The length of a pendulum is measured using a meter scale which has 2000 divisions. If the measured value L is 50cm, the accuracy in the determination of g is 1.1% and the time taken for 100 oscillations is 100 seconds, what should be the resolution of the clock (in milliseconds).
I have a confusion about calculation of fractional error in time period.Shouldn't the fractional errors in length and gravity be added and divided by two to find fractional error of time period?
My solution is :
percent error in length = (100cm/2000 i.e least count)/50cm x 100 =0.1.
percent error in g = 1.1 percent(given)
percent error in T = 1/2 (0.1 +1.1)=0.6 (this is obtained by taking logarithms and differentiation)

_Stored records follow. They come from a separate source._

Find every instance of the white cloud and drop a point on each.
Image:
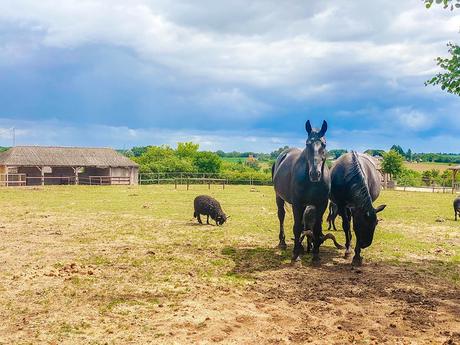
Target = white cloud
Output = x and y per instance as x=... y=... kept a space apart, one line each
x=414 y=119
x=302 y=52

fractional error in T = resolution/total time =0.6/100 so resolution is 0.6
seconds or 600 milliseconds .
However the answer given is 5ms.
Can someone give me some clarity about fractional errors in time period ? Is my procedure rational?
Thanks in advance.
Best Answer
the time period T is a function of the length L and the gravitation g :
with: $$ T\propto\sqrt{\frac Lg}\\ dT=\frac{\partial T}{\partial L}\,dL+\frac{\partial T}{\partial g}\,dg\quad\Rightarrow\\ \frac{dT}{T}=\frac 12\left(\frac {dL}{L}-\frac{dg}{g}\right)$$
with your data $~\frac {dL}{L}=0.1~,\frac {dg}{g}=0.01~$ you obtain $~\frac {dT}{T}=0.045~=4.5\%$